32 | from the beginning
RHETT
The words hang on the tip of my tongue, desperate to pour out, and I need them out of my system, nauseous thanks to the trail of poison they've left behind.
It's been a long time coming and I'm well aware I can't hold this secret inside me any longer, not after everything that's happened tonight, not considering all the further heartache I'd be putting Brie through by assuming she'd be safer not knowing the truth. I know all of that, and I'm not stupid.
However, taking that leap of faith between what's smart and right and what's comfortable has proven to be quite . . . difficult, for the lack of a better descriptor.
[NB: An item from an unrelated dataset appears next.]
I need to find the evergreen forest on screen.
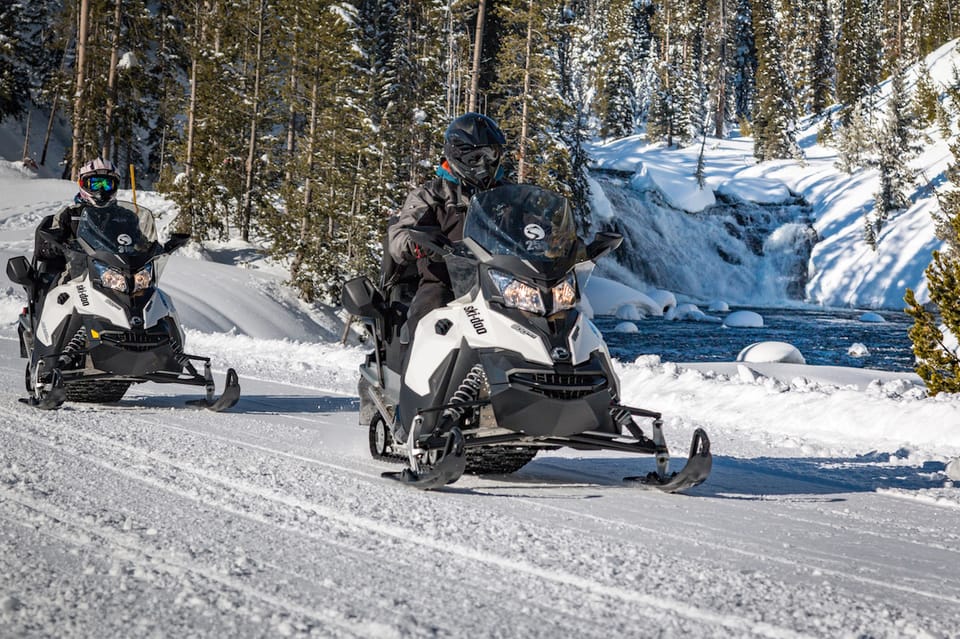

All of it feels bitterly unnecessary, like I'm punishing her for the sake of protecting her, and, the longer I keep it up, the higher the likelihood of losing her for good.
I've already lost her once and it was only thanks to the kindness of her heart that we've found our way back to each other (I'm not blaming fate for all of it, absolutely not). I can't risk making the same mistake twice.
Breaking someone's heart once is bad enough. You don't get to do it twice and expect them to forgive you for it. No matter how many times I attempt to convince myself of this, somehow I always find myself back at the starting line, coming up with one excuse after another.
I'm not sure which of us I've been trying to protect all this time. Wanting to protect my dad and my family's reputation is one thing, but they're not the reason I was ambushed at the party.
Okay, fine, perhaps ambushed isn't the right or the fairest word to use. Perhaps Magnolia deserves some credit by taking the moral high road instead of blowing things out of proportion like I was terrified she would.
There's some good in her, objectively speaking, and I want to believe her when she says she wants to wave the white flag, bury the hatchet, and allow us to return to our normal lives without fearing the moment we'll inevitably run into each other, but, at the same time . . .
I've been wrong about people before. People have been wrong about me before, too.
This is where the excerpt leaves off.